Re: How to boost performance of my crude script?

DB <poo@xxxxxxx> wrote in

Hi - I admit to being a total hack at perl, but I did get the below
script to work. The problem is that is goes quite slowly.

I haven't yet looked at your script yet, but at first sight, it looks
very disorganized and does not follow best practices.

The code parses a comma delimited text file of approx 250,000 lines
and generates another text file with modified format. For certain
lines of the data, the code must parse again through the same file and
I believe this is why it is slow.


perhaps by loading the file into RAM all at once?

Depends on how much RAM you have, how many times you have to re-iterate
through the data and how loaded the system is etc.

On the other hand, if you do have to go through data many times, just
create an SQLite database to make subsequent lookups faster.


use strict;


use warnings;

if (-e "output.txt") {
die "outfile already exists on system";

my $output_fn = 'output.txt';

die "'$output_fn' already exists\n" if -e $output_fn;

open (MYFILE, '>>output.txt');

Why are you opening the file for appending if your program is supposed
to die if it already exists?

Always, *always* check if open succeded. Use lexical filehandles for
better scoping:

open $output, '>', $output_fn
or die "Cannot open '$output_fn' for writing: $!";

# Print header row
print MYFILE "sku\tdesc\tremark\tprice\tgroup\tcat\twt\ttit\n";

print $output
join("\t", qw( sku desc remark price group cat wt tit )), "\n";


my $count;

Why do you need this variable? Are you just counting lines? Use $. for

$use="USE"; # define trigger strings

$file = 'data.txt'; # open file
open (F, $file) || die ("Could not open $file!");

while ($line = <F>)

$count=$count + 1;;
my @fields1 = split(',', $line); # load array

The rest is a mess.

The fact that you don't declare variables in the smallest possible scope
makes verything really hard to follow. Indentation is a mess.
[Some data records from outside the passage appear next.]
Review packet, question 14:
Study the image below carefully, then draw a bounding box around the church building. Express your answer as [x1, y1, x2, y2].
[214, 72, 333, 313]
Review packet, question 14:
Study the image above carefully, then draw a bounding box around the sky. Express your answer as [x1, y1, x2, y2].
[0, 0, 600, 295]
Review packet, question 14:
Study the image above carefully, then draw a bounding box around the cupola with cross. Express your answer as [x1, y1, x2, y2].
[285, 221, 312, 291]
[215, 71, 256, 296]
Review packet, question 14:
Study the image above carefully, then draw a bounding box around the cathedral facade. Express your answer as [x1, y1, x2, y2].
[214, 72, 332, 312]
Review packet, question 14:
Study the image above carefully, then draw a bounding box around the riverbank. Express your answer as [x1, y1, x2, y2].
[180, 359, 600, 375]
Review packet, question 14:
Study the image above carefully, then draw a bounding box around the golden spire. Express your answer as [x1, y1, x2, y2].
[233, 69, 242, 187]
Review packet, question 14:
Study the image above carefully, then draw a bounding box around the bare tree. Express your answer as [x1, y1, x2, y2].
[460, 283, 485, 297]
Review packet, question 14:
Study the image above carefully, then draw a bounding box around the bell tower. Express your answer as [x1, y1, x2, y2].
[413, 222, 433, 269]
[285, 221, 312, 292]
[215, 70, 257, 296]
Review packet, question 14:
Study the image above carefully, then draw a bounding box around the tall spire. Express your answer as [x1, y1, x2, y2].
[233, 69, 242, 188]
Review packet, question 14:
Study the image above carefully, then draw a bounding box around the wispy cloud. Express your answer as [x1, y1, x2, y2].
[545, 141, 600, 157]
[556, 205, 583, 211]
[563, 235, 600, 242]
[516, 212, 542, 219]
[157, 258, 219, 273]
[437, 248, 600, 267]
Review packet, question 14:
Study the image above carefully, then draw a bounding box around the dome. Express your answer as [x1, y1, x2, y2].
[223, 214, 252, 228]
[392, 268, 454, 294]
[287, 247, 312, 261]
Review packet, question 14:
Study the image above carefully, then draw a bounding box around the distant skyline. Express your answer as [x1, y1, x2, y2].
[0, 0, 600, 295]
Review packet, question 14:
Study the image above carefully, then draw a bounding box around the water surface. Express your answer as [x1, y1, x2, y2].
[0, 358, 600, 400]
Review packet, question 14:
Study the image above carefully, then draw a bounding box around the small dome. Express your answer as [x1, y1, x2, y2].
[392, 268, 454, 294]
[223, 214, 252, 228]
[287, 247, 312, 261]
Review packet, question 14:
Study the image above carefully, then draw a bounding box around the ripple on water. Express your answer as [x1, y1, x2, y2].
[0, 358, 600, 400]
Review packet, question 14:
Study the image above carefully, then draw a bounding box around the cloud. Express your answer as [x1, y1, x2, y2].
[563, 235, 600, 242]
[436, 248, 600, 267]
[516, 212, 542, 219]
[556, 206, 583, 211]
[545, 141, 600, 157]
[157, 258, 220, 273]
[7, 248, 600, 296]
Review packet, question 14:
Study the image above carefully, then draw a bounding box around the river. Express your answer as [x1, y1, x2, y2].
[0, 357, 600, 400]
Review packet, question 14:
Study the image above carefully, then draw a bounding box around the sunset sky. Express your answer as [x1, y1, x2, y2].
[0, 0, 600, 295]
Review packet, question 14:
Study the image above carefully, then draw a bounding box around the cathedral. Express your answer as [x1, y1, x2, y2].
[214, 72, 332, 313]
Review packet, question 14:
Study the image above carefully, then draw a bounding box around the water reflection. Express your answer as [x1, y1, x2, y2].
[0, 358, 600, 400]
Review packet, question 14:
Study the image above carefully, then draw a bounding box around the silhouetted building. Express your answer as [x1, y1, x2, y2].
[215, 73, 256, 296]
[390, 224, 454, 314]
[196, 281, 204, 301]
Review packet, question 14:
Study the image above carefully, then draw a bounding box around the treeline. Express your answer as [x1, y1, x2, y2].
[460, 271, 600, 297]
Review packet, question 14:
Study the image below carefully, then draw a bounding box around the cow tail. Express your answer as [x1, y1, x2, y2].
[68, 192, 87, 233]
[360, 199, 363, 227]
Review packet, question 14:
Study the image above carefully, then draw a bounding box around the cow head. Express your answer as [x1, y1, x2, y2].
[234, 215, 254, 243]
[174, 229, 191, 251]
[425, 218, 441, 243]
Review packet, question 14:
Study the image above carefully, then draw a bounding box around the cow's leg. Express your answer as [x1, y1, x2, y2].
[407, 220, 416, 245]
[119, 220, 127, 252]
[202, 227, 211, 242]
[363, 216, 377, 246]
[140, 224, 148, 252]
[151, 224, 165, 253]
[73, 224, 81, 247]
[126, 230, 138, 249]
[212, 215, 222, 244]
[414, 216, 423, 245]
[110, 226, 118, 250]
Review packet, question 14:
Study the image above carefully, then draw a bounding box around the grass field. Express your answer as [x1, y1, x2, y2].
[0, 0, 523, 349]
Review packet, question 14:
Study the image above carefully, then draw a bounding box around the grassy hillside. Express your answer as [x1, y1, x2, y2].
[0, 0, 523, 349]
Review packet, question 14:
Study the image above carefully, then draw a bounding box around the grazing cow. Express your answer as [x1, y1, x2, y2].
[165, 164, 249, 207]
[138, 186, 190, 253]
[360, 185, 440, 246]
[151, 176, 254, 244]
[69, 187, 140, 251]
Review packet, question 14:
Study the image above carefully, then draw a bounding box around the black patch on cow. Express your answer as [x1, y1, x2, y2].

Your code
is not self explanatory and I cannot figure out what supered means.

# Initialize output variables

print "Working on item |$fields1[1]|, length= $description_length,
SKU= $SKU count=$count \n";

Ahem, $description_length is undefined at this point.

$supered="NO"; #initialize

$desc_portion = substr($fields1[2],0,3);
if ($desc_portion eq $use) { # if supered...
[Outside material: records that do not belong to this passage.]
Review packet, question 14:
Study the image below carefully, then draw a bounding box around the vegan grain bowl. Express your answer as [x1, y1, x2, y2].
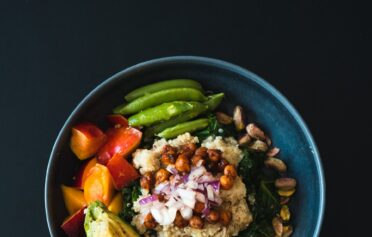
[56, 79, 296, 237]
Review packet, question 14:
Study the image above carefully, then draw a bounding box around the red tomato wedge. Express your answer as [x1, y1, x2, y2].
[75, 158, 97, 189]
[70, 123, 106, 160]
[106, 153, 139, 190]
[106, 114, 128, 128]
[97, 127, 142, 165]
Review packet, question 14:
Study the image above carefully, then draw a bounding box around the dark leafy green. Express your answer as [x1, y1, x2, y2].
[119, 180, 141, 222]
[238, 149, 279, 237]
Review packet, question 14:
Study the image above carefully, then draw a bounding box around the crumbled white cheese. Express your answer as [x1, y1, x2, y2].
[202, 136, 243, 166]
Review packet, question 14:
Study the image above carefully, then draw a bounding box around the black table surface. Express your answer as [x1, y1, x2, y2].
[0, 0, 372, 236]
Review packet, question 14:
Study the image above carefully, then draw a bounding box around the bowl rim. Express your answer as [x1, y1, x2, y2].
[44, 56, 325, 237]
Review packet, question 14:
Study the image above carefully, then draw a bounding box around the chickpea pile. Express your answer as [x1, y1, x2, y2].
[140, 143, 237, 229]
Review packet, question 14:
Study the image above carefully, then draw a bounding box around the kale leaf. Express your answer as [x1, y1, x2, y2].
[119, 180, 141, 222]
[238, 148, 279, 237]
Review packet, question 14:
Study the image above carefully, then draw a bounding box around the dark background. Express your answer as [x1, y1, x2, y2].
[0, 0, 372, 236]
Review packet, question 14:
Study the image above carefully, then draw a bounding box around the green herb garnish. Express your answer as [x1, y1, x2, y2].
[119, 180, 141, 222]
[238, 149, 280, 237]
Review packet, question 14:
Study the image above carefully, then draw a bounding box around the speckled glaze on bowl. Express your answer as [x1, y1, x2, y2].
[45, 56, 325, 237]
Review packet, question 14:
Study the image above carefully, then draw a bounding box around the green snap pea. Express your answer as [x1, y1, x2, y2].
[157, 118, 209, 139]
[128, 101, 202, 126]
[125, 79, 203, 102]
[114, 88, 207, 114]
[144, 103, 208, 137]
[204, 93, 225, 111]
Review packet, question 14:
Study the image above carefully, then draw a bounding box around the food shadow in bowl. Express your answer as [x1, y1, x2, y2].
[45, 56, 325, 237]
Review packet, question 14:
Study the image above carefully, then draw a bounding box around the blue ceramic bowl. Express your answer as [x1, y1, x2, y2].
[45, 56, 325, 237]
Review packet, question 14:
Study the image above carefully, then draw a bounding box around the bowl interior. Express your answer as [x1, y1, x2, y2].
[45, 57, 324, 237]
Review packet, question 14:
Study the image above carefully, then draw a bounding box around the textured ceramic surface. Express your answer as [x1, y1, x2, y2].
[45, 56, 325, 237]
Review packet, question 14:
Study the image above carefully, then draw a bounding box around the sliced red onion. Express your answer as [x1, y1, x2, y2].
[164, 207, 177, 225]
[151, 201, 165, 209]
[177, 189, 195, 208]
[166, 165, 178, 174]
[196, 160, 203, 167]
[209, 180, 220, 193]
[198, 173, 217, 183]
[138, 194, 158, 205]
[151, 208, 163, 224]
[214, 196, 222, 206]
[182, 174, 189, 183]
[186, 180, 198, 189]
[206, 185, 214, 201]
[154, 181, 169, 194]
[195, 190, 205, 202]
[189, 166, 207, 180]
[180, 207, 192, 220]
[198, 184, 204, 191]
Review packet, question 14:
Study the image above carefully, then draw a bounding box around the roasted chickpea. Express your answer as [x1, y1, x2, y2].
[155, 168, 170, 184]
[189, 216, 204, 229]
[219, 210, 231, 226]
[180, 143, 197, 156]
[174, 211, 188, 228]
[217, 158, 229, 172]
[223, 165, 238, 179]
[205, 210, 220, 223]
[207, 149, 222, 162]
[191, 155, 206, 166]
[140, 172, 154, 190]
[157, 193, 165, 202]
[194, 201, 205, 214]
[162, 145, 177, 155]
[143, 213, 157, 229]
[175, 154, 190, 172]
[220, 175, 234, 190]
[160, 153, 176, 167]
[195, 147, 208, 158]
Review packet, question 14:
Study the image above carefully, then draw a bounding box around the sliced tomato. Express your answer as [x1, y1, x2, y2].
[106, 153, 139, 190]
[106, 114, 128, 128]
[70, 123, 106, 160]
[84, 164, 115, 205]
[75, 157, 97, 189]
[97, 127, 142, 165]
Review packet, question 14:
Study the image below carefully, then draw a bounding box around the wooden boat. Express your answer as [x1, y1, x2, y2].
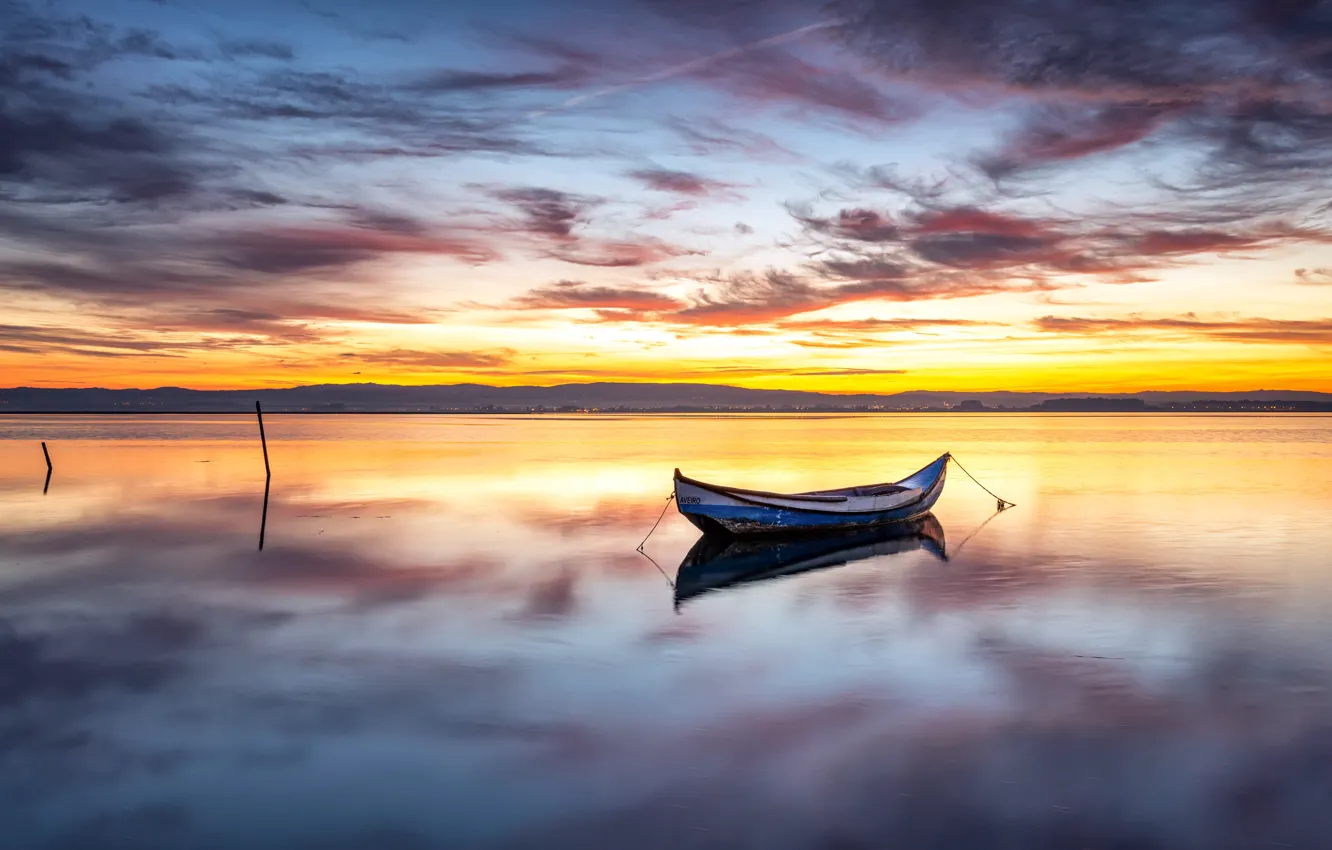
[675, 454, 951, 534]
[675, 513, 948, 605]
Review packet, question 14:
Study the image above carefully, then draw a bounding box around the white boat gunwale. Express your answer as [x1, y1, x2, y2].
[674, 452, 952, 516]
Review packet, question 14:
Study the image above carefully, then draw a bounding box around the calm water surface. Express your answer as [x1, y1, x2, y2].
[0, 414, 1332, 850]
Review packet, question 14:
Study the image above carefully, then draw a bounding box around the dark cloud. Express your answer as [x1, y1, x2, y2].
[629, 168, 735, 197]
[510, 280, 682, 310]
[494, 187, 602, 242]
[978, 104, 1173, 179]
[1035, 313, 1332, 345]
[410, 65, 587, 93]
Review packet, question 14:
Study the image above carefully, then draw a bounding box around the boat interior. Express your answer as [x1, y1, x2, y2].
[797, 484, 911, 496]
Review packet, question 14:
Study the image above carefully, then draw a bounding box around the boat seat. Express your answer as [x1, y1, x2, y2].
[854, 484, 911, 496]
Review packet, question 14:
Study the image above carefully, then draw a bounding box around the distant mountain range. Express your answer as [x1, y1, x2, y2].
[0, 382, 1332, 413]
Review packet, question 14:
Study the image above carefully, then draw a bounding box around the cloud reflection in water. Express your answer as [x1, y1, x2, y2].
[0, 420, 1332, 850]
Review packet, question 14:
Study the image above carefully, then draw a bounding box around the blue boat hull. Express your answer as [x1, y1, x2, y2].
[675, 456, 948, 534]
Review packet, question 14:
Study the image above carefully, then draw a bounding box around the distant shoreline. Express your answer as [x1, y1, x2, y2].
[0, 405, 1332, 418]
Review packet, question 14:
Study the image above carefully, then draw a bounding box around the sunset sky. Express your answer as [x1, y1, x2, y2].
[0, 0, 1332, 392]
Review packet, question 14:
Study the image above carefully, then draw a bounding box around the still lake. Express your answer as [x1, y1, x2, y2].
[0, 414, 1332, 850]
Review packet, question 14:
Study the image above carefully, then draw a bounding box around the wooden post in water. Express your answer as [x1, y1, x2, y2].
[257, 401, 273, 478]
[254, 401, 273, 552]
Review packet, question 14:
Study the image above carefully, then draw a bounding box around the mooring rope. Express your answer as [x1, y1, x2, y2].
[638, 493, 675, 554]
[948, 453, 1018, 510]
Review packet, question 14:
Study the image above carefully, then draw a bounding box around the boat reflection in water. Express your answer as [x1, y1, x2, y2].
[675, 513, 948, 606]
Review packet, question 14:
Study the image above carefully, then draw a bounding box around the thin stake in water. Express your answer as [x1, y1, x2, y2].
[254, 401, 273, 552]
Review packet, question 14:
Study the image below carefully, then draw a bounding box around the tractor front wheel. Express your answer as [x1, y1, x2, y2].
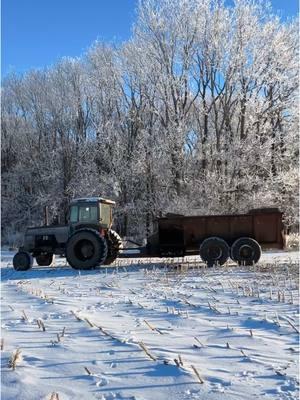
[13, 251, 33, 271]
[35, 253, 53, 267]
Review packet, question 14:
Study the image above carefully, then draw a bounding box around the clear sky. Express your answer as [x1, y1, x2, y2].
[1, 0, 298, 76]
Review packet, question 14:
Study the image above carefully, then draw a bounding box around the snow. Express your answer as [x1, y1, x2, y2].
[1, 251, 299, 400]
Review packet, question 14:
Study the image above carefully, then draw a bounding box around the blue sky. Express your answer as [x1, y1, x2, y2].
[1, 0, 298, 76]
$length_leftover = (length($fields1[2])-4); # find the super
$sup_pn = substr($fields1[2],4,$length_leftover);

This is insane.

if ($sup_pn eq $fields1[1]) { #if supers to self
print "|$fields1[1]| supers to |$sup_pn|... \n";

You print out this message even if $supered is set to 'NO'. More

while ($supered eq "YES")

You are using a loop when, it looks like, you should be using a

Since I just do not have any idea what you are trying to achieve, and no
input data, I gave up after trying for 20 minutes to refactor your code.

Please read the posting guidelines for this group.